I agree with guidelines 2.1-2.4. What is missing is disclosure to the consumer of information on remuneration of the people directly interacting with the consumer. Advising the consumer that a part of the relevant person's salary is linked to what they sell at the very least makes the consumer aware of the potential for the seller to want to make a sale,any sale, rather than selling tonly appropriate products to the consumer. It need not be a long disclosure : one clear sentence is aĺ that is needed. There could be a link to a website with further information.
I agree with guidelines 3.1-3.7 on approval and monitoring, although there may be scope to include some additional form of independent audit every second or third year that is truly independent.

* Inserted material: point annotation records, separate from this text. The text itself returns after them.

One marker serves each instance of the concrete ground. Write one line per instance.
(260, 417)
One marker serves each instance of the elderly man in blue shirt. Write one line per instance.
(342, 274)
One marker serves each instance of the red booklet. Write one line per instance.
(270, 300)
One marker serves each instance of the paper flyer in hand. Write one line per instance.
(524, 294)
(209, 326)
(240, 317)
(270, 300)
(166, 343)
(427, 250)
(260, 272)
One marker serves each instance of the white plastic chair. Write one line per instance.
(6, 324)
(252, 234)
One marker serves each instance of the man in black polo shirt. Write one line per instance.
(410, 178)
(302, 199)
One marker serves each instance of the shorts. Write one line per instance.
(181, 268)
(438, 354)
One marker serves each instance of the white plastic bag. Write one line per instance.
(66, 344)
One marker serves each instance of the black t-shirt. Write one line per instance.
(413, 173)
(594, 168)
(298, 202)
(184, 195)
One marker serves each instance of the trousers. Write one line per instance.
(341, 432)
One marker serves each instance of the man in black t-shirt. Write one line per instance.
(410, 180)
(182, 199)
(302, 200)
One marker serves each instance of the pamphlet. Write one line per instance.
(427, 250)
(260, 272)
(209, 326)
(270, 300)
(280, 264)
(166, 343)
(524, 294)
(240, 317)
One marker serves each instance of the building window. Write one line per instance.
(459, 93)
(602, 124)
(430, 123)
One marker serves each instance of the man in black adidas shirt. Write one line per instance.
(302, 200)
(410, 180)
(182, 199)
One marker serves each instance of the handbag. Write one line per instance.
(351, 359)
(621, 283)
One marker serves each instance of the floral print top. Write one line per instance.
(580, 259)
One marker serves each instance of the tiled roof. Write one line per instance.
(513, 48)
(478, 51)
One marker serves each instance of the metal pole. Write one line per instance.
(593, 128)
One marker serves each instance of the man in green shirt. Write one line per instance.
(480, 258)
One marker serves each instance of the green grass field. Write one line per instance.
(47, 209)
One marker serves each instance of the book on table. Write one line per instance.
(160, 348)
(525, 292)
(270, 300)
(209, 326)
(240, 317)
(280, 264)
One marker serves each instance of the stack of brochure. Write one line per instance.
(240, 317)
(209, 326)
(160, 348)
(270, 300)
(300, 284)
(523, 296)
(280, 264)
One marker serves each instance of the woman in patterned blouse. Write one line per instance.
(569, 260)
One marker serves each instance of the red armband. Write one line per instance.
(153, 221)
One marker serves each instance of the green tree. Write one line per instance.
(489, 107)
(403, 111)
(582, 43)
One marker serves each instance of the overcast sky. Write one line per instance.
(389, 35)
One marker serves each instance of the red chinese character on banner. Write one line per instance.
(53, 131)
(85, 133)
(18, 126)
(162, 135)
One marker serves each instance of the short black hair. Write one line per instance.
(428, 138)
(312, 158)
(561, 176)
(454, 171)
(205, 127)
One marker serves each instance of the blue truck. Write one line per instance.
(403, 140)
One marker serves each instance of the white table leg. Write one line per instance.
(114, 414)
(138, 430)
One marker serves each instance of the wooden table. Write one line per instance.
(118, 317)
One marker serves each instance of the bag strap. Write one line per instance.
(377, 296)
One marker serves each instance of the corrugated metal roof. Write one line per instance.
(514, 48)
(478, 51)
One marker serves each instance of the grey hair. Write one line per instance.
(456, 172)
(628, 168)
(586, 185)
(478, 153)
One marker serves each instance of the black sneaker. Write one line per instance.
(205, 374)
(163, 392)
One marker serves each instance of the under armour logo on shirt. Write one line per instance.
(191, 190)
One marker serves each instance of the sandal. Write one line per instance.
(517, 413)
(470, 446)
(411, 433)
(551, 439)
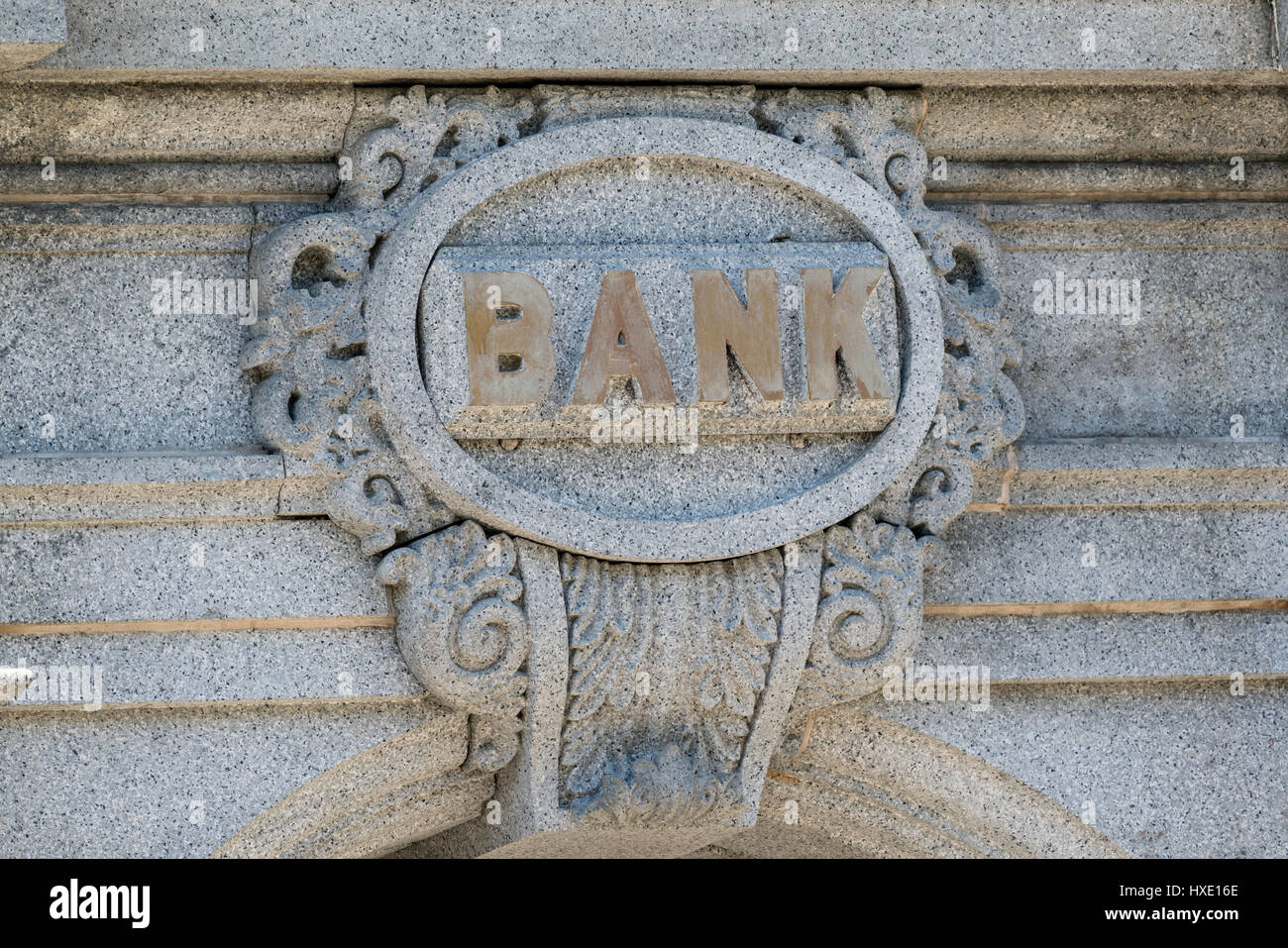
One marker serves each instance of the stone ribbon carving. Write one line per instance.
(668, 666)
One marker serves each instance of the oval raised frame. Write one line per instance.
(473, 489)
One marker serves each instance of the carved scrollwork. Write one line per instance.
(307, 352)
(463, 631)
(868, 610)
(980, 410)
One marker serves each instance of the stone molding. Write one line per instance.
(751, 640)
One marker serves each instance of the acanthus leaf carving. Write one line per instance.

One metric used to measure customer satisfaction is net promoter score. Alternatively ranking against competitors in terms of customer satisfaction might be used to determine pay for relevant persons, and also for senior executives not caught by these particular guidelines. Use of these measures needs to be balanced with consideration of the complaints by consumers, particularly if there is a pattern of complaints. This might form part of guideline 1.4 or else it is just left in the commentary or via FAQs to accompany the guidelines.
The consultation paper included a rationale and aspects of this could be included as an overarching statement of principle. The principle should not be diluted for less comlex and smaller institutions but how the outcome might be achieved will likely differ for more complex organisations.